The sedimentary rocks seen at Gale Crater may have been transported through processes similar to those that occurred thousands of years ago during the Pleistocene on Earth.
Massive floods more than 65 meters high once flooded the surface of Mars. This is the result of a new study stating that many of the rock deposits on the red planet are the result of large moving waters, not just a "measly river"
HOW DOES A LAKE ON MARS CHANGE WHAT WE KNOW ABOUT LIFE ON THE RED PLANET?
Liquid water is known to be one of life's key components, and we've known for decades how scientists are looking for it on Mars.
If there is a large, permanent body of water on the red planet, there is a good chance of producing microbial life.
Researchers had long speculated that there was liquid water below the surface of the planet, but solid evidence was lacking to confirm this.

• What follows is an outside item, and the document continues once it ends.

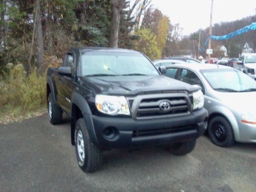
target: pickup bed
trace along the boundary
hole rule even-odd
[[[97,170],[102,151],[163,146],[176,155],[195,147],[207,126],[200,88],[162,75],[143,54],[105,48],[72,48],[50,68],[49,120],[71,118],[71,143],[80,167]]]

A recent finding from an Italian research team suggests that an underground lake spanning 20 km is hidden beneath the Martian South Pole.
The discovery is the first evidence of a lake of liquid water on Mars that still exists today – an environment that scientists believe is ideal for the growth of life.
While the lake exists at an enemy temperature of -68 ° C (-90 ° F), microbes could grow there, as in similar environments on Earth, scientists said.
Dr. Brendan Burns, a microbiologist and astrobiologist from the University of New South Wales who was not involved in the research, said, "Although the surface of Mars is inhospitable, there is a fascinating possibility that microbial life in subordinate regions can survive and thrive. Glacial waters of Mars. & # 39;
"On both planets, one hemisphere was covered in ice – the Earth's northern hemisphere versus the southern hemisphere on Mars – and the other hemisphere was warm," says Heydari.
The new report is based on studies released earlier this year that allegedly provided the first evidence that liquid water still exists on Mars today.
Scientists at the Italian National Institute for Astrophysics have revealed the presence of the underground reservoir this summer.
The team says it spans 20 miles (20 km) and is buried a mile (1.6 km) below the surface.
However, studying this function will not be easy.
From now on, the technology on the Mars Rovers and Landers can not drill deep enough to reach such a deeply buried lake.